陸白看著她,深沉目光裡有著令人看不懂的東西。
“算了,不想說這些了。”安夏兒看著他深隨的褐眸,“我想說,我們的婚紗照回來了,你沒有看過吧?過來看看吧,我覺得很漂亮,也許可以當藝術畫一般裝飾在臥室裡。”
陸白回過頭去,“自己親自拍的照片還用看什麼。”
安夏兒手有點發抖了。
“你覺得好看你放著就行了,不用裝飾在臥室,我的臥室沒有放照片的習慣。”陸白語氣糟糕之極。

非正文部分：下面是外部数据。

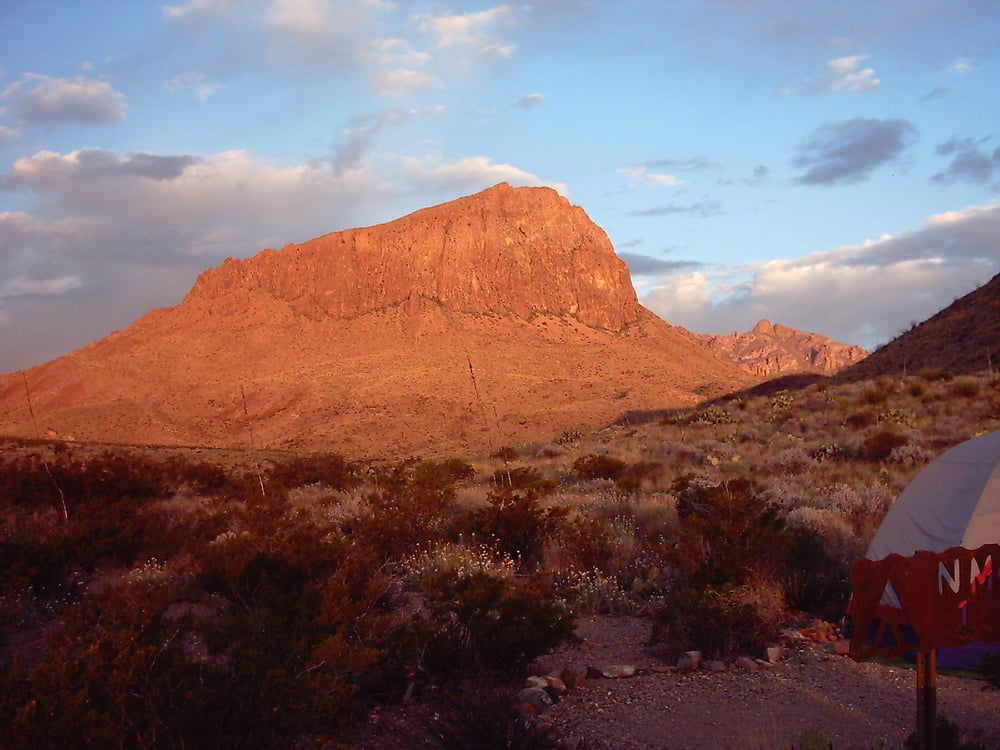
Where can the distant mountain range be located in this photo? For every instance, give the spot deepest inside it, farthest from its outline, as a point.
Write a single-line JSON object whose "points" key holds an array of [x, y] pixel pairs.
{"points": [[962, 338], [498, 318], [772, 350]]}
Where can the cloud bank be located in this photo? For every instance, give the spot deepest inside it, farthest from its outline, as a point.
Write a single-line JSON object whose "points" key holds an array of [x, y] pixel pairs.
{"points": [[853, 294]]}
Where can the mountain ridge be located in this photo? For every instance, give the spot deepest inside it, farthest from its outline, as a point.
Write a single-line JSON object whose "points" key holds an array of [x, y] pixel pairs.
{"points": [[318, 347]]}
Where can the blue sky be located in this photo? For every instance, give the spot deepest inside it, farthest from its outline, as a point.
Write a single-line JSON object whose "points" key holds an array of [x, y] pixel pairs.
{"points": [[832, 165]]}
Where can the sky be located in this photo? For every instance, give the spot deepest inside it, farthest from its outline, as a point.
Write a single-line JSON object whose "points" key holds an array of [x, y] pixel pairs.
{"points": [[832, 165]]}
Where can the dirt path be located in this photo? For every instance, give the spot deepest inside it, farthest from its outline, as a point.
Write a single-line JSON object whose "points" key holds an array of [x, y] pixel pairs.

安夏兒忍著被刺痛的心,“你,一點也不想看我們的婚紗照?”
“你過來就是想問這些?”陸白道,“安夏兒,我並不想再向你發什麼脾氣,但我心情確實不好,你今晚……到你那個臥室去睡吧。”
陸白垂下眼睫,喝起酒來。
安夏兒心裡像被人揪了一下,讓她到她的臥室去睡?
他完全不想看他們的婚紗照不說,還說讓她回她自己的臥室睡了?她的臥室……那是他們剛剛結婚時給她安排的。
隨著他們相愛,他們已經睡一間臥室了,也就偶爾他們吵架安夏兒會回自己臥室。
他的話,就像在疏遠她!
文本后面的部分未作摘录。